五分钟之后果然来了另一批人,新来的人年龄看着都差不多,手里都拿着铁棍。扳子看看想要走,我伸手拉着他,说,没事,等下打着打着就好了。
我说完,两队人开始打了起来。
打了大约有十分钟以后我们看着几乎快要睡着。我们只看到一队人和另一队人打来打去然后成了一堆人。最后这一堆人在旁边烧烤店的老板的吆喝下坐了下来,然后点了众多的烧烤,一群小弟你敬我,我敬你,好像大家都成了兄弟。
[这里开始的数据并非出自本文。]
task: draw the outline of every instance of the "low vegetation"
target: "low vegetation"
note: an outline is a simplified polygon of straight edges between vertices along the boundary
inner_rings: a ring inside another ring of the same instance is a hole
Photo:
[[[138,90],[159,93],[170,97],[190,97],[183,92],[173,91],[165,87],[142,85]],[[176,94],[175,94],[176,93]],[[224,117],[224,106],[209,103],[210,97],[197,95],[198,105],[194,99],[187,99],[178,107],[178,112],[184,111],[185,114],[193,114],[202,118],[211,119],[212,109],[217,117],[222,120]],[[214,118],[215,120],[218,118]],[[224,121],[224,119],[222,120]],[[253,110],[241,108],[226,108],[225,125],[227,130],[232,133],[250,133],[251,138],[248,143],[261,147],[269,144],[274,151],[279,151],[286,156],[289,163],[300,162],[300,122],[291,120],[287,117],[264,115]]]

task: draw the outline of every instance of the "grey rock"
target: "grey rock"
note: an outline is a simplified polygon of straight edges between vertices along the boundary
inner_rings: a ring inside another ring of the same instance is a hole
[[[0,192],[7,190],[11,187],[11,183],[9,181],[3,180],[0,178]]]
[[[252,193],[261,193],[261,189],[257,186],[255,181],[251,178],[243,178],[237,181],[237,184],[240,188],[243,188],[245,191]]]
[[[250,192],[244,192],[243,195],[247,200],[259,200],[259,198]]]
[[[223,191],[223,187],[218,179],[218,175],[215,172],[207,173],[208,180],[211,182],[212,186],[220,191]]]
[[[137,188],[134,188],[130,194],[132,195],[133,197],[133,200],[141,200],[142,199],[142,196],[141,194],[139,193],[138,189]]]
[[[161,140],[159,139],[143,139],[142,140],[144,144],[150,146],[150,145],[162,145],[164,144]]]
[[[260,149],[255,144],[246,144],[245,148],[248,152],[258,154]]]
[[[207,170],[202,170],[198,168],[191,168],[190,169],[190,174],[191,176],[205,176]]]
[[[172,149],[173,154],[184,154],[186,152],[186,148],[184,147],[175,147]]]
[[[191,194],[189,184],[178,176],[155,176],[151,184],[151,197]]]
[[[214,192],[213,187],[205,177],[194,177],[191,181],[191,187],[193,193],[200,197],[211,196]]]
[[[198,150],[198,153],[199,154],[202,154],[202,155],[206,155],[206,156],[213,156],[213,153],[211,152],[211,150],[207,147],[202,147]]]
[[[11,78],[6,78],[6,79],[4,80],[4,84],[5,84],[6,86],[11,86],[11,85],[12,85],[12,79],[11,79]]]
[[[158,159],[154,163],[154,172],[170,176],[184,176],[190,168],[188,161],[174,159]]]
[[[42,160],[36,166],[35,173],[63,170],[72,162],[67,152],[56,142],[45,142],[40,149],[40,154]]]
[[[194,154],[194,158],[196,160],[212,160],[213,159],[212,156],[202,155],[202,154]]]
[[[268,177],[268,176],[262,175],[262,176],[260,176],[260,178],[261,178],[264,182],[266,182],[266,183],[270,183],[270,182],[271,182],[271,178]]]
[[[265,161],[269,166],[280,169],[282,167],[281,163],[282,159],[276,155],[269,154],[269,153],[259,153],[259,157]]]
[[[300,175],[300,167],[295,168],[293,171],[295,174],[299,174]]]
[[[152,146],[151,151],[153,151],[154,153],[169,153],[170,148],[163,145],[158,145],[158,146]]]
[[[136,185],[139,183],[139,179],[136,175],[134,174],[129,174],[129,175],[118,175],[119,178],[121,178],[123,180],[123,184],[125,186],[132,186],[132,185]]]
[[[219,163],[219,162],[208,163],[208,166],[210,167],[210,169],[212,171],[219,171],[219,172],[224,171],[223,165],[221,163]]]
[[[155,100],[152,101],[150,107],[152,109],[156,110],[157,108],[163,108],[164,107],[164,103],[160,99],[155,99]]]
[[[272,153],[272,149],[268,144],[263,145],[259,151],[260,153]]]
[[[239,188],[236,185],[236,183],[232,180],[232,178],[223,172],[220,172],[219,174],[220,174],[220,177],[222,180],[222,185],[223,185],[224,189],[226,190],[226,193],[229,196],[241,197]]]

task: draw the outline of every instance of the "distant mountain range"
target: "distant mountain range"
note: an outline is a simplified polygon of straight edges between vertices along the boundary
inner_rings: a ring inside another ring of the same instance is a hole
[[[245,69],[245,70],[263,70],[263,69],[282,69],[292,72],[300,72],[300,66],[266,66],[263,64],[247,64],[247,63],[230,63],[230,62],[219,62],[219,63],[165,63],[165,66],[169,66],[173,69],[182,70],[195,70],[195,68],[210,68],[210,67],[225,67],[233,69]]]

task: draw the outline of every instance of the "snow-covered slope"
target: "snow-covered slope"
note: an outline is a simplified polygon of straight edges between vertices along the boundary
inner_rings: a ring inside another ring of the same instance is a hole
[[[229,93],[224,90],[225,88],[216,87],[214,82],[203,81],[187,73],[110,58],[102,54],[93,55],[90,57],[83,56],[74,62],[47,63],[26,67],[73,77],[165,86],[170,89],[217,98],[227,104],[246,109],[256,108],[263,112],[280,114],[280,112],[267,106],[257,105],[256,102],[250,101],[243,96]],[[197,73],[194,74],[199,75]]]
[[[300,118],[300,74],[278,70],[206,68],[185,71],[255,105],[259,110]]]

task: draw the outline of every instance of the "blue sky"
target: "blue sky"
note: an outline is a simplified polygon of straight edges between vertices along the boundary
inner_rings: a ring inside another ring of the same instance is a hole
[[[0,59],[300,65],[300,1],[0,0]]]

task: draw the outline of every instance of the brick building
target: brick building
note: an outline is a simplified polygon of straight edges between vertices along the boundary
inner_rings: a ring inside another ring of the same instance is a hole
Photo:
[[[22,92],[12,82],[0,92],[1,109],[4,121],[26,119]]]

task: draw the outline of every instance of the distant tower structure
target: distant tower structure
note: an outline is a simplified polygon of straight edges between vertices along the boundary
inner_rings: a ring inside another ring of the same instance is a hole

扳子看此场景唏嘘到,当初你们是不是打着打着也就坐了下来,然后大家就这样了。
我说,我们当初不是这样的,我们比他们狠,我们都是带刀子,砍死了一两个人我们才会停止,不像他们还没动手就开始动口了。现在的人都有文化,还都是独生子女,生命都比较珍贵,大家都没有真的想为了大哥拼命,尤其在所谓的大哥只是大哥并不能成为你哥的时候。
扳子说,我不信你们砍死人之后还能坐下来?
我说,当然要坐下来啊,在派出所不坐下来还站着啊,况且砍的那么累,正好坐下来休息一会。
扳子说,那你们最后都没事吧?
我说,哪能没事,大哥都被抓进去了。后来因为两队的大哥都没有了,大家也慢慢长大了一些,突然发现打来打去也没有什么意思,所以最后大家在一起一块吃了个饭,你敬我,我敬你,一来二去发现其实大家都蛮好的,不像之前队友所说的那样。之后我们越来越熟,队伍也越来越大,最后发现整个地盘都是兄弟,所以也打不起来了。既然打不起来,那整个队存在下去就没有意思了,况且也没有人愿意当老大,当时我们那里的派出所规定谁是老大就抓谁,然后送到新疆劳改。我们不怕劳改,但害怕去新疆,所以这个规定一出来大家都不愿意当老大。
扳子说,为什么你们都害怕去新疆?
我说,新疆葡萄多,而我们那时又都喜欢吃葡萄,所以规定谁当老大谁去了新疆回来之后就要给每个兄弟带一串葡萄回来。你想当时有三百多人,一人一串,三百多串,即使不被累死,也被压死。
扳子说,难道去新疆的最后都要走着回来?
我说,当时派出所是这样说的,说要和古代一样派两个人押运过去,还要在头上套个枷锁,算是给个标记。
扳子说,那后来呢?
我说,后来啊,后来都没有人愿意当老大,也不打架,大家都是好兄弟,好兄弟在一起就要吸烟喝酒,最后把队里几年靠勒索赚回来的钱全给吃完喝完了,大家又都不愿意从家里拿钱出来,只好卖家伙,比如说钢棍啊,匕首啊等等。卖完以后大家又都凑了一点钱,然后出去又吃了一顿饭,最后就解散了。
扳子说,就这样就解散了啊?
我说,最后也出来几个队,不过都没有过多久就因为人口不足而倒闭了,你说在这个富裕的年代里,谁会闲着没事去参加一个黑队啊!
我说完,扳子指着对面的那群人,说,你看这群人。
我抿了一口水,深深的叹息了一下,然后说道,他们还是年轻啊!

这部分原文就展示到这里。